Sarah Reynolds is a freelance writer residing in Alabama. She received her
BA in Communications at the University of South Alabama where she was a
member of the Phi Mu sorority. After competing in Miss Alabama USA, she
decided to continue to chase her dreams, travel the world and document the
journey.

 

Networking is a necessary requirement at all times in your life, but especially when you are in college. It is never too early to start preparing for your future career no matter what you’re studying. Knowing people in your designated field will simplify your life when applying for jobs close to your graduation date.
A great place to start is to join clubs and programs on campus relative to your intended field of study and actually participate in the activities. Engage with your peers, you never know who they may already know in the business. Campus clubs usually have guest speakers who come to interact with the future working class to guide and answer questions. Take advantage of the opportunities.
Look for professional organizations outside of your college. Majority of the time, these organizations host luncheons where you pay a small fee to come mingle with professionals already in the real world (and eat great food). Here is where you can truly make a memorable impression.
1. Look and dress the part. Be professionally dressed even if you are a broke college student.
2. Ask questions. However, never ask FOR something from someone you have just met like a referral (they don’t know you) or worse… a job. That professional will automatically put you in an undesirable zone because they think you are looking for a hand-out. Questions such as “How did you go about looking for a job?” and “What other organizations are you part of that I can join as well?” are great ice breakers.
3. Build relationships.
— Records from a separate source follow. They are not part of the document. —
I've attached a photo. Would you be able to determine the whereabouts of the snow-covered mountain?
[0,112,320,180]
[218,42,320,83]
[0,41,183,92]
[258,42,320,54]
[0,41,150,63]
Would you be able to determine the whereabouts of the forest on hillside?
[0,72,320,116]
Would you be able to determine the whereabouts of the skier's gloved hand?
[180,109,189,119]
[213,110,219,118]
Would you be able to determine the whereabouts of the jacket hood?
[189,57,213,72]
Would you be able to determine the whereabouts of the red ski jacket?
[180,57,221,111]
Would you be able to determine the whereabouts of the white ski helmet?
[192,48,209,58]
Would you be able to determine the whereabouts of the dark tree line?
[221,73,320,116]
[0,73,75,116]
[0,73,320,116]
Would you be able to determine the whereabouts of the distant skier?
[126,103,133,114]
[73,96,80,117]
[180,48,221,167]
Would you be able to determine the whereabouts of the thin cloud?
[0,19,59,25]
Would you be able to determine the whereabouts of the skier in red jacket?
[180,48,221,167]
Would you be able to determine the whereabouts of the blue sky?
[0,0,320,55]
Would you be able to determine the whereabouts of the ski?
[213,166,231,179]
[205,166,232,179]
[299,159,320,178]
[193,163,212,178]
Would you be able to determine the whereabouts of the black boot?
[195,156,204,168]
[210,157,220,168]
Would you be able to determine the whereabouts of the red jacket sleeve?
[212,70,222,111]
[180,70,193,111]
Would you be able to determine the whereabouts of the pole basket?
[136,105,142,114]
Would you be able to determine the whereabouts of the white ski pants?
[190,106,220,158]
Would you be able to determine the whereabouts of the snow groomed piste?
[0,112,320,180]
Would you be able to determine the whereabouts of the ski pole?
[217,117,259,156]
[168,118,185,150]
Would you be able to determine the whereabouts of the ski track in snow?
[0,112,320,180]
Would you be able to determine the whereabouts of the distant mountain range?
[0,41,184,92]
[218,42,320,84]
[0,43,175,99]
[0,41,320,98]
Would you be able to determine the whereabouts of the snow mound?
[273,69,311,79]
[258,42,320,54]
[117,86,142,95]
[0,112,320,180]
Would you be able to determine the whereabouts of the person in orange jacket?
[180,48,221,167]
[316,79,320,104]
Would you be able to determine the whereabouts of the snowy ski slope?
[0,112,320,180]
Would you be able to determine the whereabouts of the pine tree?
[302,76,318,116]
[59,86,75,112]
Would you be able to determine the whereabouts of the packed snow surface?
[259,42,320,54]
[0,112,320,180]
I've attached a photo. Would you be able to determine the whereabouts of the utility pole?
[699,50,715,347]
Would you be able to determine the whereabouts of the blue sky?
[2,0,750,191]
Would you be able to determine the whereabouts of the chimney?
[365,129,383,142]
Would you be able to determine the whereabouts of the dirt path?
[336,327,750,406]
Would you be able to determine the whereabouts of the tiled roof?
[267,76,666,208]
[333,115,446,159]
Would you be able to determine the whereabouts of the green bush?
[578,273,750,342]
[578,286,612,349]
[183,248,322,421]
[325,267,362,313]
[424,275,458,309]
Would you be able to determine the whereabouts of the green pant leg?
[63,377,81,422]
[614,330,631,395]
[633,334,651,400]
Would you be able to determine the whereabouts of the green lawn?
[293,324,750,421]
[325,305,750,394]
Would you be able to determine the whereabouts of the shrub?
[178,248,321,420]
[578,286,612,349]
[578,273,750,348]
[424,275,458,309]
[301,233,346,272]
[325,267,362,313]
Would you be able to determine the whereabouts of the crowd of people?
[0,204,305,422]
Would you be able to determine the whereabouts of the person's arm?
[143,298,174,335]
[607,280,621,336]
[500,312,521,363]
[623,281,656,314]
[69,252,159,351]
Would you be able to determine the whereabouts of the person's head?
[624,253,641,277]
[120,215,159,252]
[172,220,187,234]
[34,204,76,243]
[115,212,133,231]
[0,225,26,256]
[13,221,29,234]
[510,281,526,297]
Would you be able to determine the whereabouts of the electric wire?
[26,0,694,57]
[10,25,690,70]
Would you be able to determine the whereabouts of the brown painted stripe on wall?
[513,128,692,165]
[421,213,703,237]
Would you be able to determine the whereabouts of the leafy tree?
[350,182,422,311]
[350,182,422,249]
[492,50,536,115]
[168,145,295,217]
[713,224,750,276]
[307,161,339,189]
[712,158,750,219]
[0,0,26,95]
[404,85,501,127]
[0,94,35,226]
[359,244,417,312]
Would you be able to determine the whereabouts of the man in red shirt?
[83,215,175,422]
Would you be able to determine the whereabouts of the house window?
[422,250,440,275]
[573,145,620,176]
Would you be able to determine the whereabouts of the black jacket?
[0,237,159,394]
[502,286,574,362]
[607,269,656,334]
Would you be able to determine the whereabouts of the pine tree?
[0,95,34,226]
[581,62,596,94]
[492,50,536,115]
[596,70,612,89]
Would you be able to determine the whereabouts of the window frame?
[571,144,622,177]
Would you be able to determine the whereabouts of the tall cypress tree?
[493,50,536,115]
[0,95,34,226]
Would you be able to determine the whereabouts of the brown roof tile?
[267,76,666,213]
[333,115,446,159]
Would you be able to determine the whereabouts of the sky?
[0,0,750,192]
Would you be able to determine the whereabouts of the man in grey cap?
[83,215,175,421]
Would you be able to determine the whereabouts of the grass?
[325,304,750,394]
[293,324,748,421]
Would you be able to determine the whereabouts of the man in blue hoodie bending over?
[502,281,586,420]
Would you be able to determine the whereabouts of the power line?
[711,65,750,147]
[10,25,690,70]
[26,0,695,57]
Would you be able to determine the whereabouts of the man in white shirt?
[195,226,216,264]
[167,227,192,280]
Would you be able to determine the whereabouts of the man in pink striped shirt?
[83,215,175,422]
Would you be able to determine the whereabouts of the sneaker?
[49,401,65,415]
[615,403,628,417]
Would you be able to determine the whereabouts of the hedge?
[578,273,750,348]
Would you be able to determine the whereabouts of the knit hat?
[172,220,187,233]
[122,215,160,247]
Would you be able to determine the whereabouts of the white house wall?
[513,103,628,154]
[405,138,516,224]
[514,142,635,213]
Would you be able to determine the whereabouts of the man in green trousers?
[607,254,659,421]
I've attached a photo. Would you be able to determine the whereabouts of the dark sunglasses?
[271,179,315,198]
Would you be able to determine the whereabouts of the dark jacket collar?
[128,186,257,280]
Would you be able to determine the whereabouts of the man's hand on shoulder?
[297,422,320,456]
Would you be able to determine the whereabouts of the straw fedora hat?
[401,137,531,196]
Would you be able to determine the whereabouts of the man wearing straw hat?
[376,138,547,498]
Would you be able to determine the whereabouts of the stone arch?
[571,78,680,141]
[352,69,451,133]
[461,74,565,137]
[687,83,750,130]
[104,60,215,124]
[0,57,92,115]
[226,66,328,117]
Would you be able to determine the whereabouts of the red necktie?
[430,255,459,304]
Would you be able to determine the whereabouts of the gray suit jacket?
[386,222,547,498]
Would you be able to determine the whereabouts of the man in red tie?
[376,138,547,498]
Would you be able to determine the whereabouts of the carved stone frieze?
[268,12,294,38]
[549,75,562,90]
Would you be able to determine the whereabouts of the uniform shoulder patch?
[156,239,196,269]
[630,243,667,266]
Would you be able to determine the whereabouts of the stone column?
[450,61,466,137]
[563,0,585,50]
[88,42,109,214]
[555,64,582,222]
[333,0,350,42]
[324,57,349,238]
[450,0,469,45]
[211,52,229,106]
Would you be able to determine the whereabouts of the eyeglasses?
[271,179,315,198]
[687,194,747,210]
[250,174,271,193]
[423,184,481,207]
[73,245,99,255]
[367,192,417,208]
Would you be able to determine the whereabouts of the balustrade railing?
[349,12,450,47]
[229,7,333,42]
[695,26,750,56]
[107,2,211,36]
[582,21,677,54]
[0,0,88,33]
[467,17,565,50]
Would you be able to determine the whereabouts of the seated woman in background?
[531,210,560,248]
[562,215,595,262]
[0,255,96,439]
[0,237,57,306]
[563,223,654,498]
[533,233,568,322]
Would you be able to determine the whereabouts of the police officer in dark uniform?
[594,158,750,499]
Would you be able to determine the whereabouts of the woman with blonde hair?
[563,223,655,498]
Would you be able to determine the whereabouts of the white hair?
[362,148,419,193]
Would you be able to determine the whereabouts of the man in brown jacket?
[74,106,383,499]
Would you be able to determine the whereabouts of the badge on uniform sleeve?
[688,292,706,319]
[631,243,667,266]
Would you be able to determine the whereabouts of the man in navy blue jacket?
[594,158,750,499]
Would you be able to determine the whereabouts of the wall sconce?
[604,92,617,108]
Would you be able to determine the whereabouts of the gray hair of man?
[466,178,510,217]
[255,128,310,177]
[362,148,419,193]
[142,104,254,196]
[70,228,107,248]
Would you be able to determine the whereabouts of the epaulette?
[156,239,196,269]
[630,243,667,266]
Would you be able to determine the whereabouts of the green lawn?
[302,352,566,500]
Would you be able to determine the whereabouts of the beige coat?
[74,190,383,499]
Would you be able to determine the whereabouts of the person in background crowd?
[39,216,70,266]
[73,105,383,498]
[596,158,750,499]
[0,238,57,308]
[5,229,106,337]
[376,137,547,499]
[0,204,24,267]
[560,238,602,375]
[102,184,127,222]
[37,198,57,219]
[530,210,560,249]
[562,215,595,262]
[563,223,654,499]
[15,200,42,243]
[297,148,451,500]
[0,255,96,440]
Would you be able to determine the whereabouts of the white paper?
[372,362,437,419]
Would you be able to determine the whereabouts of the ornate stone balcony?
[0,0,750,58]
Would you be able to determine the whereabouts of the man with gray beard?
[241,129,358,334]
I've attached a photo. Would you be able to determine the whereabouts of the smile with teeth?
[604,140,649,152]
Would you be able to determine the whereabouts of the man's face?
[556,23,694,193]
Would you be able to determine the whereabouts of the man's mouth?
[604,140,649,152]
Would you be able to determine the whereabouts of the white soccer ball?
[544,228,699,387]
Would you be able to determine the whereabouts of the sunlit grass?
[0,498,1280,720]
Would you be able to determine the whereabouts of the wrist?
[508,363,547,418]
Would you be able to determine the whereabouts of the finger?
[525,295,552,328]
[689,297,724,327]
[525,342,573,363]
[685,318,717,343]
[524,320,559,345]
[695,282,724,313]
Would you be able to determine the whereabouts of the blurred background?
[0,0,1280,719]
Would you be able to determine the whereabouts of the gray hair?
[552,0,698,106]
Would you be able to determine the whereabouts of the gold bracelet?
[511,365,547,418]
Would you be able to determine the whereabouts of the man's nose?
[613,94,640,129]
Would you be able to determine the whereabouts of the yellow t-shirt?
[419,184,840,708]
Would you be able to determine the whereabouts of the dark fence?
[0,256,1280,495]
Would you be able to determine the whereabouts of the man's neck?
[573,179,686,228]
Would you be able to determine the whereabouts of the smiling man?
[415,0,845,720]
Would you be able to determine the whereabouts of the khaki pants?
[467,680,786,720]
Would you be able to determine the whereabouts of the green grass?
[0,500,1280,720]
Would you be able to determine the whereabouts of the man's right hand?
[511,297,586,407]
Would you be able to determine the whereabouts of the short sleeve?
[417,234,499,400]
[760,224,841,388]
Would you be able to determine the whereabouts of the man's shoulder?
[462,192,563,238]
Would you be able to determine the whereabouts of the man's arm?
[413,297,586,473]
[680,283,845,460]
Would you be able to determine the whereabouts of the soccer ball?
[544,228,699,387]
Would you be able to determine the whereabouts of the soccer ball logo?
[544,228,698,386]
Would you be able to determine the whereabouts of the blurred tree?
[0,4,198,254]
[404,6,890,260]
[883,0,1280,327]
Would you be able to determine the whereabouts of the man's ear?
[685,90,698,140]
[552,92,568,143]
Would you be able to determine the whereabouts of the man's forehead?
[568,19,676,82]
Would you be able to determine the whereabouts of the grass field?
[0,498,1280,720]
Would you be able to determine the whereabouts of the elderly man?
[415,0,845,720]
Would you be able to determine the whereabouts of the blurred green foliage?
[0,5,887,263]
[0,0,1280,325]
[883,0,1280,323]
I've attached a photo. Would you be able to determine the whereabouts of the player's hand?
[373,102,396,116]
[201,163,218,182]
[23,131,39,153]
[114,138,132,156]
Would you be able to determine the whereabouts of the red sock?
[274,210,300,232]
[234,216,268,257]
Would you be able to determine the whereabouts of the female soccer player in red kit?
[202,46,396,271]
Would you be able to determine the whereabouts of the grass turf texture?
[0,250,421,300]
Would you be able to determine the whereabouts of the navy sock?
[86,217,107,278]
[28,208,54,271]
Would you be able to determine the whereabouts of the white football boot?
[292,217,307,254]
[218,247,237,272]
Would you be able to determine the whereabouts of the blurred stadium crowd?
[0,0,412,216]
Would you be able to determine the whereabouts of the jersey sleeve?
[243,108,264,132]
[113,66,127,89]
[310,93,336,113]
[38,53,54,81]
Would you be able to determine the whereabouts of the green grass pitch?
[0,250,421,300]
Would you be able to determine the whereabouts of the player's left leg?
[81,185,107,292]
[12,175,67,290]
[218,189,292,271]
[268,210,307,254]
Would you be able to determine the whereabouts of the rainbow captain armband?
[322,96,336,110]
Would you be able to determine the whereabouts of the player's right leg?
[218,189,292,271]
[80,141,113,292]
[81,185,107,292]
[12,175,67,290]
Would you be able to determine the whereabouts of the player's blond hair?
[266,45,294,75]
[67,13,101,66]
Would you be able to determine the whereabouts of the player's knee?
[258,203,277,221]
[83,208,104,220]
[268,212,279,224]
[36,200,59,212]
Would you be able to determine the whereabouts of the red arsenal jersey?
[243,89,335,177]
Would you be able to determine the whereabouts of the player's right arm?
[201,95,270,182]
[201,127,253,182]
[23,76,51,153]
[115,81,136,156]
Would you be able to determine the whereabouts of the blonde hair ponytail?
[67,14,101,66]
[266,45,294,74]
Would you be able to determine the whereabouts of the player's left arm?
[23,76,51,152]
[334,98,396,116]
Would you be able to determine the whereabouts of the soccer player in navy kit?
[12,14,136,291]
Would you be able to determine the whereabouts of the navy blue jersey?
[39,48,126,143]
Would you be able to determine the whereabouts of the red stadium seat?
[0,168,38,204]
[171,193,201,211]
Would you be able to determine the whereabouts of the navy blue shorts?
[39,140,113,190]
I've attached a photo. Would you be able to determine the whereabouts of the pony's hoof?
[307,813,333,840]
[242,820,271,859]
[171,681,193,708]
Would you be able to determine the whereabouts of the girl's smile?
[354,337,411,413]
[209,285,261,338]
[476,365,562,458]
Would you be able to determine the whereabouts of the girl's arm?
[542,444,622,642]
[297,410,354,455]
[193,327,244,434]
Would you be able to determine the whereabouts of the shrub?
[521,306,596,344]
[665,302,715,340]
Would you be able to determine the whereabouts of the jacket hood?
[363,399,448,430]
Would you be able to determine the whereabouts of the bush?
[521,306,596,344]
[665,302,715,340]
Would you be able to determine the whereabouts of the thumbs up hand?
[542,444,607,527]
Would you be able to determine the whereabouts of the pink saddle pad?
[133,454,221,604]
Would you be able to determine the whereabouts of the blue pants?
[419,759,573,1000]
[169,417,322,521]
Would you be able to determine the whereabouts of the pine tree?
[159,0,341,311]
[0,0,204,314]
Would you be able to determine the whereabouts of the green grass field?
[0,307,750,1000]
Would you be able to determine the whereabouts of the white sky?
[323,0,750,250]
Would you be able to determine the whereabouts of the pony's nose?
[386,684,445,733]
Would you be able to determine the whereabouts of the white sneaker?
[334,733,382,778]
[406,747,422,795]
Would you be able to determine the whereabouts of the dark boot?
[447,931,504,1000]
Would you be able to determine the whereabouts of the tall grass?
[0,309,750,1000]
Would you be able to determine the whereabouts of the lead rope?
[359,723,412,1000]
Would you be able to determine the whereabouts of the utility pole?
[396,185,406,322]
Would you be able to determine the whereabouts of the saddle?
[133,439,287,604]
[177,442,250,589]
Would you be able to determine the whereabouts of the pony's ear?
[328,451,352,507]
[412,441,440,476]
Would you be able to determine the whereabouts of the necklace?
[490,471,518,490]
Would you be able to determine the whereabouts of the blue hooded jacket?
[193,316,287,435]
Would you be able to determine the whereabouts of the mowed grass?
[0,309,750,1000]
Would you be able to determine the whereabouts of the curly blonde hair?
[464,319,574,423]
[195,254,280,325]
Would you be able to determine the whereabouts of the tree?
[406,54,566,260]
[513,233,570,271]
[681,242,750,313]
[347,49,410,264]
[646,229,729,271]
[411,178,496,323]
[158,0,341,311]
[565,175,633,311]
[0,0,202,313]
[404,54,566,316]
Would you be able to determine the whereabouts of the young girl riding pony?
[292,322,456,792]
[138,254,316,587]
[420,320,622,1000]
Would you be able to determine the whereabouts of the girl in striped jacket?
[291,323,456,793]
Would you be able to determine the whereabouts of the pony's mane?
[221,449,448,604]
Find common ground with the people you are networking with such as a hobby, kids, food you love. Be personable and someone they look forward to chatting with at the next event.
4. Connect. You can bring business cards with your contact information, estimated graduation date and major on them. It shows that you have drive and ready to tackle a career. Connect with the professionals you met on LinkedIn, especially the ones who gave YOU their contact information. Send a quick “Hello or hope you are well” email to stay fresh on people’s minds should an opportunity rise on their end.
Never underestimate the power of networking. You never know who you can even help out one day.